Dave and I immediately jumped into the security truck and drove toward the north entrance gate. As we drove, gravel crunched under the tires. Every second stretched thin.

Then a faint voice broke through static:
“...movement… north sector… incoming vehicles…”

I keyed the radio. “Say again. This is Security One.”

The signal wavered, then returned: “Multiple vehicles on approach. Three cars.”

“That’s them,” I said.

I immediately clicked the open button on the computer, and with a series of beeps, the gate began to crawl open.

Outside, the air felt heavier. The sky dimmed, clouds rolling in like smoke.

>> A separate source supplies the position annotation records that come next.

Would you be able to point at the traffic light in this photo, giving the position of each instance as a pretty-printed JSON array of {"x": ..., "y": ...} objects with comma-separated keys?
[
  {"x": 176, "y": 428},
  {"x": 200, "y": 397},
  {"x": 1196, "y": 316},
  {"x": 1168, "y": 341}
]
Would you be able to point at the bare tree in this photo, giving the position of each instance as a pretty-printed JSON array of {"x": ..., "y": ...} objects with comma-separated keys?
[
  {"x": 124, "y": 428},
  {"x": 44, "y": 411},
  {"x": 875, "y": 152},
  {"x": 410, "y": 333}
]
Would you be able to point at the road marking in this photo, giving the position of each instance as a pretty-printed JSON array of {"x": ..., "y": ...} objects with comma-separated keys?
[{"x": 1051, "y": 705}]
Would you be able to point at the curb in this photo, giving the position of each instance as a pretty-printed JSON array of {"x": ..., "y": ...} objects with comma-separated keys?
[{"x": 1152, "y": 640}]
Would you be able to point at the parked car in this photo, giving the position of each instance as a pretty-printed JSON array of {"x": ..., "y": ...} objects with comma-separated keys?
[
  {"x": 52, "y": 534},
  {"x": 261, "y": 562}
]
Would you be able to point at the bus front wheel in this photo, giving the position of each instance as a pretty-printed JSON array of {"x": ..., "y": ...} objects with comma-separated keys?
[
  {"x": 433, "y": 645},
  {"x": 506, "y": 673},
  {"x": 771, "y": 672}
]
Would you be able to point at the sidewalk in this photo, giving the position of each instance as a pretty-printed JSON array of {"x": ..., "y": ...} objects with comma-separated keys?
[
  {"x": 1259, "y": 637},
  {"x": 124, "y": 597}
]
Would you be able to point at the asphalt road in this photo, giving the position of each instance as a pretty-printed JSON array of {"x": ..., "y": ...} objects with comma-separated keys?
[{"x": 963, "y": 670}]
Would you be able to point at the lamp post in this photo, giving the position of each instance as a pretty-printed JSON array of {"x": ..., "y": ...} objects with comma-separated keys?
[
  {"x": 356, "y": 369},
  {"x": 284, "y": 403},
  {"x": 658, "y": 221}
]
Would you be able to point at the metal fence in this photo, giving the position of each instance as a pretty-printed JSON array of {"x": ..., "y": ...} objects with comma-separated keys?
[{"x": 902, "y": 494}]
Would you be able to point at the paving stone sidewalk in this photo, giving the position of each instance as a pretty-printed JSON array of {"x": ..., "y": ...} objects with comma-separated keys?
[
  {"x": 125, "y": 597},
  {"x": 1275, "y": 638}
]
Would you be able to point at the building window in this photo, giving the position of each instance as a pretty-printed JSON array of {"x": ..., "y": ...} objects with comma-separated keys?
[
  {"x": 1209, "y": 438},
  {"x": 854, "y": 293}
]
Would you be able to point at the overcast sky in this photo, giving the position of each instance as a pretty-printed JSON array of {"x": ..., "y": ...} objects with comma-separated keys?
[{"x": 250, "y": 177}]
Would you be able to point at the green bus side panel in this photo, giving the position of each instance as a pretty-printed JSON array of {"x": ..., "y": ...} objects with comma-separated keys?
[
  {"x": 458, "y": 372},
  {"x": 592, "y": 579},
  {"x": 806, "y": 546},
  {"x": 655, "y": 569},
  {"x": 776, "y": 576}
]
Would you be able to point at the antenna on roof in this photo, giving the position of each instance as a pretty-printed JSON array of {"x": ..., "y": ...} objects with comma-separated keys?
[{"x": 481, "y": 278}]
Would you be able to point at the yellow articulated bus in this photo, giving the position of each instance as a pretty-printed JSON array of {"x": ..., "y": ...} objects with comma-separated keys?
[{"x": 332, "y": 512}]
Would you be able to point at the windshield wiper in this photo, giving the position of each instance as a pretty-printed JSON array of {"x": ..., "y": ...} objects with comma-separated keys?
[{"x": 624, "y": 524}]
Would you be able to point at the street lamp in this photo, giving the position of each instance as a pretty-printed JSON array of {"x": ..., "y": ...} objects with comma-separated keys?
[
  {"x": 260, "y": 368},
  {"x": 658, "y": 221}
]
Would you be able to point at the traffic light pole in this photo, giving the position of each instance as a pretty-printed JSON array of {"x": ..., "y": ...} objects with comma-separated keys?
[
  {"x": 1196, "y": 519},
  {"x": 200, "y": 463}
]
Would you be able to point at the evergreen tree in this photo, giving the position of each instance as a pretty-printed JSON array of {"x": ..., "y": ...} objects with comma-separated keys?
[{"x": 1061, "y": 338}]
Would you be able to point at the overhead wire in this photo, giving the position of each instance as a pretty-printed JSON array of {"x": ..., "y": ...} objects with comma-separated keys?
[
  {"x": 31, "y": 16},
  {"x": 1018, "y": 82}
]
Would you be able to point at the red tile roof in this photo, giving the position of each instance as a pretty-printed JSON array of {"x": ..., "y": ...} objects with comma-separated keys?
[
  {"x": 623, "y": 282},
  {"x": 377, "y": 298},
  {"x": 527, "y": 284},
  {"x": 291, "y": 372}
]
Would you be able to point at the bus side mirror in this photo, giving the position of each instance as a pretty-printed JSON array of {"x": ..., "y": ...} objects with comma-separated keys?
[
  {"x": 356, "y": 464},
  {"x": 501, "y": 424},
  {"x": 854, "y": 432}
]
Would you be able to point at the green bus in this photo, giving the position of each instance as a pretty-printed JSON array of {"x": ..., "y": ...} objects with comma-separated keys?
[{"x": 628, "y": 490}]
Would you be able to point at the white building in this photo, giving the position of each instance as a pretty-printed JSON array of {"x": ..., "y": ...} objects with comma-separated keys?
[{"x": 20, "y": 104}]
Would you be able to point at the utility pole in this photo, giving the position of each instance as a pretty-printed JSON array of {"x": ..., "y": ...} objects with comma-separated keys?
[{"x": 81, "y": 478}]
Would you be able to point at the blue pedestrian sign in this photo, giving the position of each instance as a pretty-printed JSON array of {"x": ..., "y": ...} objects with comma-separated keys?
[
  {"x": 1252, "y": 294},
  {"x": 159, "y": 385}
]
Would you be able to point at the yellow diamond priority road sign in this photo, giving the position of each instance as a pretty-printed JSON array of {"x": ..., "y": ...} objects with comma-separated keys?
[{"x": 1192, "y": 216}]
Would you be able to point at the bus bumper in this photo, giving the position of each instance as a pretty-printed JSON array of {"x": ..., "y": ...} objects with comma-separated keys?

Birds blanketed the roof of the tanks, still as stone.

I stepped between the gate sensors to keep the gate open as I waved them all in. Alex led the way, eyes wide, knuckles gripping tight around the wheel. Cami sat in the passenger seat, turned halfway around, keeping Marie and Gabriel calm in the back.

“Come on,” I said, motioning. “Drive straight in.”

She did.

Dave followed them through with the others and locked the gate, pressing the button in the guard shack.

For a moment, no one spoke. The silence pressed close again — thick and waiting.

Then a low vibration rolled through the ground, soft and distant, like the earth clearing its throat.

I looked at my watch.

3:58. Two minutes to the top of the hour.